Lester: Cranks will be the thing at BASSfest

This week, the second annual BASSfest kicks off. Just like last year, this event will be held on the Tennessee River — this time on the legendary Kentucky Lake.

June in this part of the country for bass fishermen means one thing — offshore ledge fishing. Kentucky Lake is arguably the best ledge fishing lake in the country, and there’s no doubt this tournament will be a slugfest.

Ledge fishing baits have come so far in the past few years, but the one staple that always remains in everyone’s offshore arsenal is the deep diving crankbait. When schools of bass first get out to the ledges in the summer, the big ones want the crankbait. Sure, you can catch them dragging worms or jigs around, but I’ve seen it time and time again: If I can get five to eat the big plug, they will far outweigh the worm draggers’ fish every time.

I think the biggest reason for this is the fact that the fish on the Tennessee River feed on big shad when they’re out there, and the big crankbait does a really great job of mimicking them.

Crankbaits have come very far in the past few years and now several companies make good baits that will get down to 20-plus feet deep. In years past, if you wanted to fish past 20 feet, you would have to go to a bottom-bouncing bait. But with today’s baits, some of them will hit 28 to 30 feet on a normal cast.

Baits such as the Strike King 10XD have become popular the past couple of years, and sure they’re big and hard to throw and require you to beef up your tackle a bit, but they will get you the big bites it takes to win tournaments point blank.

My favorite ledge crankbait day in and day out, though, is the Strike King 6XD. For everything up to 20 feet, this bait is the deal. I feel like it is the perfect size. It dives steep and gets to the bottom quickly, and it doesn’t kick out when you reel it fast.

My tackle for big cranks is a MHX-CB-907 for all my normal size plugs. For oversize baits like the 10XD, I use a CB-968 blank that I cut down to 7-6 to reduce the weight a little. Both of these rods have just the right balance of power and bend for cast and fighting fish.

I always put new Mustad hooks on the baits.
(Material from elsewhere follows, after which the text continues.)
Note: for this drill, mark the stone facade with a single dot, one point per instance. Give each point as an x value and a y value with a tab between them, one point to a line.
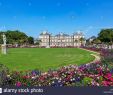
61	39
Round bend trebles are my preference.

For line, I use 10- to 12-pound-test Vicious Fluorocarbon for the 6XD and 15- to 17-pound on the 10XD.

I like a slower 5:4:1 gear ratio reel to help them dive to their deepest depths.

I am so excited to be fishing on the best river system in the country this week, and I hope you will come out and enjoy the event and help strengthen the new annual tradition that is BASSfest.